Son cuatro –casi el mismo número que sus 'hermanos mayores'–, se dedican a abusar de mujeres con un similar modus operandi y ya han heredado la misma denominación que los cinco sevillanos condenados a 9 años de cárcel por abusos sexuales a una joven de 18 años durante los Sanfermines de 2016: La Manada de Callosa d'En Sarrià (Alicante).

Este otro grupo de cuatro jóvenes españoles de origen ecuatoriano (con edades comprendidas entre los 19 y los 24 años) ingresaron el viernes en prisión acusados de un delito de agresión sexual, dos de abusos sexuales y otro más contra la intimidad, según lo dictado por el juzgado de guardia de Villajoyosa. En otras palabras, el juzgado decretó la prisión provisional para los cuatro acusados por la presunta violación múltiple perpetrada contra una joven de 19 años el Día de Año Nuevo.

Las similitudes de esta nueva Manada con la original –de la que la semana pasada trascendió que seguirá en libertad a la espera de la sentencia del Tribunal Supremo– van mucho más allá de la coincidencia en la edad de la víctima o en la superioridad numérica de los agresores sobre la víctima: no es la primera mujer agredida por ellos (ya se ha presentado otra denuncia) y los agentes de la Guardia Civil barajan la posibilidad real de que haya varios casos más. Además, como segunda similitud destaca que la agresión fue grabada en vídeo, como ocurrió con la joven de Pamplona.

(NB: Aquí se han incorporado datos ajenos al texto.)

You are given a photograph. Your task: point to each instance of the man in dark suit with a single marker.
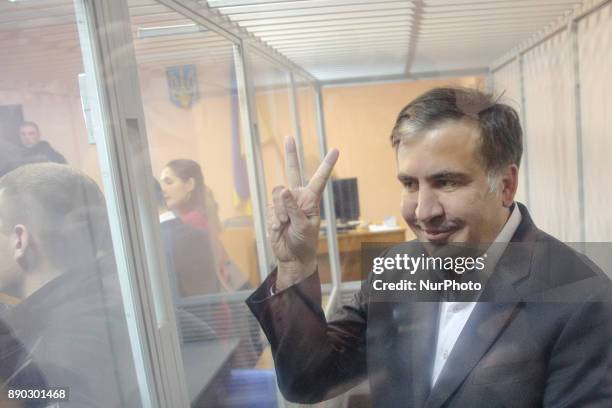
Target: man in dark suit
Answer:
(534, 332)
(35, 149)
(56, 256)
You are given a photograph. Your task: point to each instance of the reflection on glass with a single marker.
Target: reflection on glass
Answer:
(192, 116)
(62, 319)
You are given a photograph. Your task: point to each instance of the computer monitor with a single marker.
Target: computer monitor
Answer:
(346, 200)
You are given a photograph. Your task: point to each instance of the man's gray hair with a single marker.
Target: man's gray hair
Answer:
(501, 136)
(62, 207)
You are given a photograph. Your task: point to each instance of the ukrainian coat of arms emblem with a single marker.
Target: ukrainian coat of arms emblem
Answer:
(183, 85)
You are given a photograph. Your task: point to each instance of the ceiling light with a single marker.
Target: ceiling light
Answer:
(149, 32)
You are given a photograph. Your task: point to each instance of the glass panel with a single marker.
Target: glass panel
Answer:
(274, 118)
(192, 117)
(62, 317)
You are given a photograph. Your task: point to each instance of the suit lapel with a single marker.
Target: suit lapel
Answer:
(416, 348)
(495, 309)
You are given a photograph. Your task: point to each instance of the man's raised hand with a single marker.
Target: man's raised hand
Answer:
(294, 216)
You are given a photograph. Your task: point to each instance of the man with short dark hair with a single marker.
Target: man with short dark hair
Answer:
(56, 256)
(535, 329)
(34, 147)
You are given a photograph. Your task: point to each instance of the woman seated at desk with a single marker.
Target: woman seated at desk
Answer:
(188, 197)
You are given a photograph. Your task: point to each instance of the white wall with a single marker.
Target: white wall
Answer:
(595, 51)
(569, 171)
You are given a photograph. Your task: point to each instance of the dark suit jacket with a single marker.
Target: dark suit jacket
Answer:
(75, 332)
(541, 335)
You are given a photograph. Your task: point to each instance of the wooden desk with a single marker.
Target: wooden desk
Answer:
(349, 246)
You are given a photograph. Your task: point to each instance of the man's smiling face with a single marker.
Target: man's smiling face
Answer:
(446, 196)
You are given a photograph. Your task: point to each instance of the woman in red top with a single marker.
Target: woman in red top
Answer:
(186, 195)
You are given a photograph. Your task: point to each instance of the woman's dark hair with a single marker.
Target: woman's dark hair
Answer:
(186, 169)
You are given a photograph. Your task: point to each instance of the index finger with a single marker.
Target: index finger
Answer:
(292, 164)
(318, 181)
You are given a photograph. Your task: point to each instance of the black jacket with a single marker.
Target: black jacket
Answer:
(75, 332)
(540, 336)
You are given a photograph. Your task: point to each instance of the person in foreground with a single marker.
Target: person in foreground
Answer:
(536, 334)
(56, 256)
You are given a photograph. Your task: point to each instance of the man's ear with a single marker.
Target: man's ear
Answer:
(21, 242)
(509, 185)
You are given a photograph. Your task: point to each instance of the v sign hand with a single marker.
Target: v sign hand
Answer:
(294, 216)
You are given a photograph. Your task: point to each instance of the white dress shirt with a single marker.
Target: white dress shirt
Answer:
(454, 315)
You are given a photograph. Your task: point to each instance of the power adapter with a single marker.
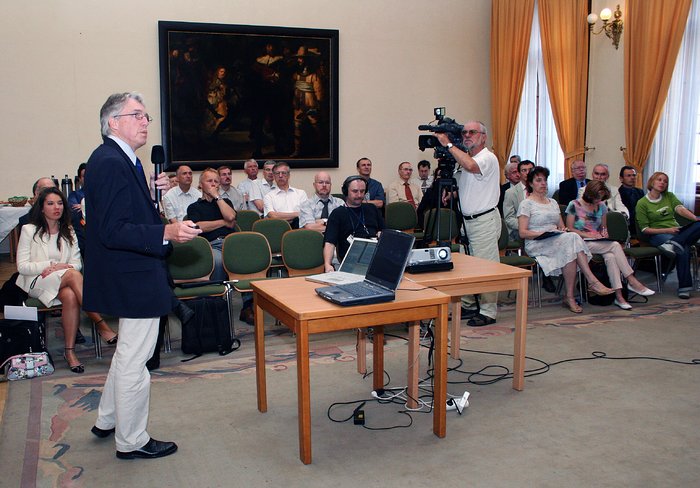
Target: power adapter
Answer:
(358, 415)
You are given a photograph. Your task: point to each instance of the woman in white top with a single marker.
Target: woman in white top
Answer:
(48, 261)
(561, 253)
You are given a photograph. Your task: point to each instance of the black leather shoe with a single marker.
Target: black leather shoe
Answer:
(183, 312)
(468, 313)
(153, 449)
(102, 433)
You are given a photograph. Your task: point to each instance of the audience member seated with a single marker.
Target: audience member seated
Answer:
(75, 200)
(176, 201)
(614, 202)
(514, 195)
(267, 182)
(227, 191)
(587, 217)
(430, 198)
(512, 175)
(656, 219)
(38, 187)
(284, 202)
(215, 216)
(250, 187)
(630, 194)
(561, 253)
(356, 219)
(375, 190)
(315, 211)
(403, 190)
(48, 261)
(425, 179)
(568, 189)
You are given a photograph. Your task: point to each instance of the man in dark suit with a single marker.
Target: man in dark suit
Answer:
(568, 189)
(125, 273)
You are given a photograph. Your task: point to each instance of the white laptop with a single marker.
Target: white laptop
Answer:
(354, 266)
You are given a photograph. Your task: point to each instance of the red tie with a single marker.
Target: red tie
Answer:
(409, 195)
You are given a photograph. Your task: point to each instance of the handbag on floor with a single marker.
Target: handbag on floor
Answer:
(20, 337)
(27, 366)
(209, 330)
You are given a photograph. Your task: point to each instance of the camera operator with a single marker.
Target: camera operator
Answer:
(479, 191)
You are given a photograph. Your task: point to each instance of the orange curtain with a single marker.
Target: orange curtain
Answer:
(511, 25)
(653, 31)
(564, 32)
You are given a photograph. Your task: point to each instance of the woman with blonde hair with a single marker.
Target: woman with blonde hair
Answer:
(48, 261)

Según publica el periódico Información, en el momento de su detención, la Guardia Civil intervino un vídeo con imágenes explícitas de la agresión sexual múltiple. La grabación, según las mismas fuentes, dura cinco minutos y es "repugnante".

Los hechos se remontan a la noche de Nochevieja cuando víctima y acusados coincidieron en Benidorm, ya que al parecer la joven conocía a uno de ellos. Pasaron juntos la velada y compartieron varias copas. Fue en esa localidad de la costa alicantina donde, al parecer, comenzaron los abusos. Los hombres condujeron a la chica a una casa, pero el inquilino los echó al ver sus intenciones. Desde allí trasladaron a la joven a una casa de Callosa, presuntamente bajo los efectos de alguna droga, quizá burundanga, la misma que usa La Manada sevillana, y allí perpetraron la salvaje violación.

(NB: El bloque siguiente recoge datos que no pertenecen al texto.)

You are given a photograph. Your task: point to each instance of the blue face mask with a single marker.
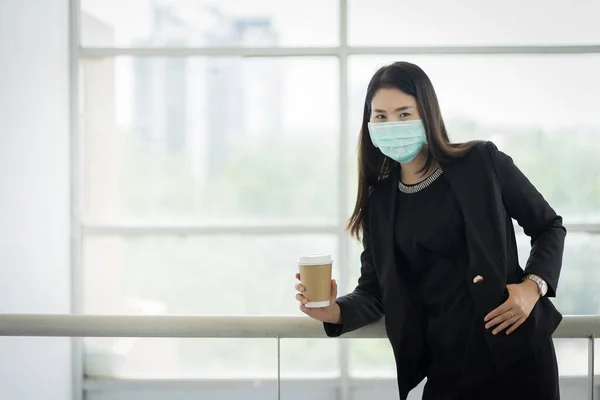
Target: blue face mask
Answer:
(399, 140)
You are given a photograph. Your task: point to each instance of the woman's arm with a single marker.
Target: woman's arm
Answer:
(364, 305)
(532, 212)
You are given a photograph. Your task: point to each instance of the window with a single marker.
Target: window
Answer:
(218, 142)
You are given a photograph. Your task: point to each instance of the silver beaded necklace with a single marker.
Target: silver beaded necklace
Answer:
(410, 189)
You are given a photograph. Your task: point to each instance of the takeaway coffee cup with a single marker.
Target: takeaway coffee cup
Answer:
(315, 275)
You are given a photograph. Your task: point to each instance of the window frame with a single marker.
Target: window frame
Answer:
(81, 229)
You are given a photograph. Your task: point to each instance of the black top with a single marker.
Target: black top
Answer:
(430, 238)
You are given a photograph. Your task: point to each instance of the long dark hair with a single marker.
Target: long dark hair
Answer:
(373, 166)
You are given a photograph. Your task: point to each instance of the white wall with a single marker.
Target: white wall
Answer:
(34, 192)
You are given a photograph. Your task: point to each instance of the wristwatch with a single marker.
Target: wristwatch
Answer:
(542, 285)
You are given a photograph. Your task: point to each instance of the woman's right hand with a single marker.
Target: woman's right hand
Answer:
(331, 314)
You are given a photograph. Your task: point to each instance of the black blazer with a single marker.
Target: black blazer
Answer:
(491, 191)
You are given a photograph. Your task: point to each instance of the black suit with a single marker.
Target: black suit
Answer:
(490, 191)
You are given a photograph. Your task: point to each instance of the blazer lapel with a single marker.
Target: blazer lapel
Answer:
(480, 201)
(394, 289)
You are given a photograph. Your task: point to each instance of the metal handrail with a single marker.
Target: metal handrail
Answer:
(278, 327)
(173, 326)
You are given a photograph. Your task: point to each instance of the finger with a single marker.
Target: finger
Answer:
(498, 320)
(505, 325)
(504, 307)
(516, 325)
(301, 299)
(333, 289)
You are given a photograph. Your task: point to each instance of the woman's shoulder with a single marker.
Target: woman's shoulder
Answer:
(480, 151)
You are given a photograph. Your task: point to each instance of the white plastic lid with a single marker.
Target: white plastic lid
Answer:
(315, 259)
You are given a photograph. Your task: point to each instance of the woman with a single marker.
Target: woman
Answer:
(440, 255)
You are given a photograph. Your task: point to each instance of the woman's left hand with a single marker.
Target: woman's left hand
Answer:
(514, 311)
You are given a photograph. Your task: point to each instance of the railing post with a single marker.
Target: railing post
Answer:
(278, 368)
(591, 373)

Los investigadores han solicitado un estudio toxicológico para aclarar si la víctima había sido drogada, ya que no recordaba nada y presentaba signos de desorientación compatibles con haber sido narcotizada.

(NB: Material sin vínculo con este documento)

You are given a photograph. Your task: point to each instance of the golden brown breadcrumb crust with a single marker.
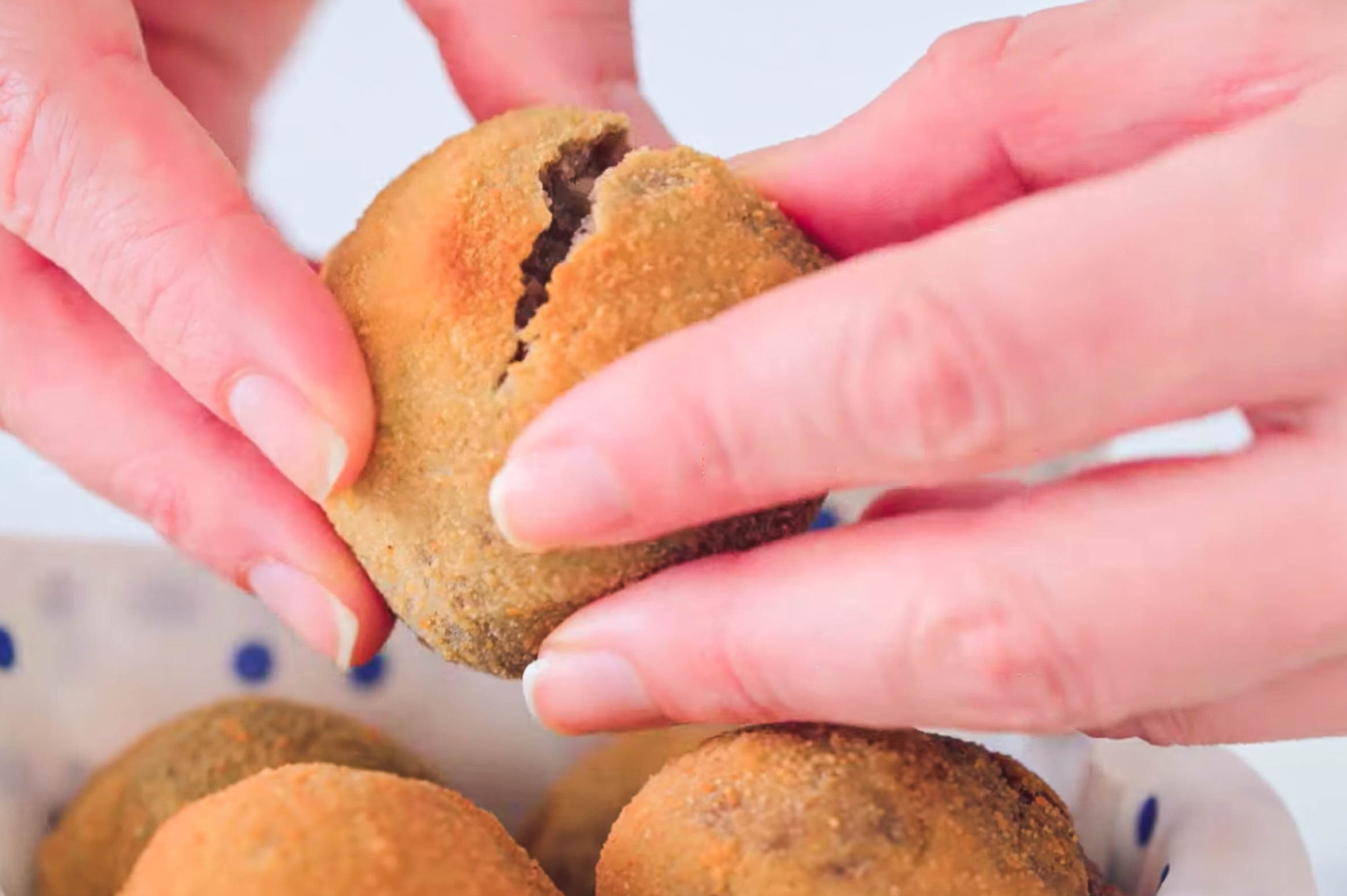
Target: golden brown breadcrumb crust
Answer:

Fue un familiar de uno de los arrestados el que dio la voz de alarma cuando al bajar al sótano de la vivienda vio a la chica desnuda de cintura para abajo. En ese mismo lugar la Guardia Civil detuvo a tres de los implicados, a uno de ellos abusando de nuevo de la joven y a otro subiéndose los pantalones.

El caso de Callosa es el último de la dramática lista de las fiestas navideñas. Ese mismo 1 de enero, en Burriana (Castellón), otra joven denunciaba una violación múltiple con secuestro tras ser interceptada por dos hombres cuando volvía a su casa tras la fiesta de Nochevieja. Además, una joven de 14 años y otra menor denunciaron sendas violaciones en León y Salamanca. Y en Laredo, el 3 de enero, murió Rebeca, una mujer dominicana de 26 años apuñalada por su novio, con el que quería romper. Es la primera víctima de 2019 y deja huérfana a una niña de 5 años.